It’s all our favorite things! And it’s sort of appropriate for Halloween weekend? Because it’s about disguises and stuff.
Scarlett Pimpernel
It was first published in 1905, which means it’s available for free in electronic version and for very cheap in physical copies. Plus there are 118 years worth of used copies floating around.
It was written by Baroness Orczy, from an Astro-Hungarian family of impoverished noble people. She spent her childhood moving between European cities after they lost their estate, then landed in London where she went to art school and met and fell in love with a painter son of a clergyman. They were very happily married, he worked as an illustrator, she worked as a translator and occasional author, and then they hit it big with a play they wrote together “The Scarlett Pimpernel”, which Orczy then turned into this novel.

So her family was aristocratic, but her life was working hard and living sparingly (until middle-age when this book became a hit). It all leads to a very interesting take on the French Revolution. She is sympathetic to the aristocrats and their whole sensitivity naturally superior thing. But also understands what it means to work and struggle and feel like you aren’t getting anywhere.
From the romantic side, Orczy invented the whole “Secret Identity as a foppish dilettante” concept for a super hero. But she also managed to craft it so that we can believe her heroine TRULY fell in love with both the foppish version and the superhero, the relationship weaves in and out in a very believable way.

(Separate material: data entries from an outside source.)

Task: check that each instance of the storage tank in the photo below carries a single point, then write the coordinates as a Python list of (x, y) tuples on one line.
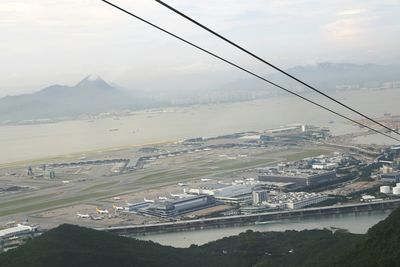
[(385, 189), (396, 190)]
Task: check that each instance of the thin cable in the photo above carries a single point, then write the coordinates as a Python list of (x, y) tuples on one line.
[(272, 65), (245, 70)]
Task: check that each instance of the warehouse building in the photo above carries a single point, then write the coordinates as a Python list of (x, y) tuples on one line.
[(300, 177), (176, 207)]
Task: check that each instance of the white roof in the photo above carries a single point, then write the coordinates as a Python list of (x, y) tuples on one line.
[(14, 230)]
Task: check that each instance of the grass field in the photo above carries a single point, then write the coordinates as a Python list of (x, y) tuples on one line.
[(54, 203), (307, 154)]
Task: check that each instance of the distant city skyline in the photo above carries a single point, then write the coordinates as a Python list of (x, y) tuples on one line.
[(45, 42)]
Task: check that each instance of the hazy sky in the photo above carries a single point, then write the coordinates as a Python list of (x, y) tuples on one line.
[(43, 42)]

Oh, and the heroine is good too! She’s an actress who married rich, very beautiful and elegant and so on, but with a past of working for a living and succeeding on her wits.

The MOST important thing I want to discuss is the last few chapters when Orczy goes on and on and ON about our heroine’s feet in a way I always found odd, but maybe you will not? Maybe it’s just me?
Sunday October 28th, I will put up a post for us all to share opinions! Hopefully that gives y’all enough time to get a copy and read it.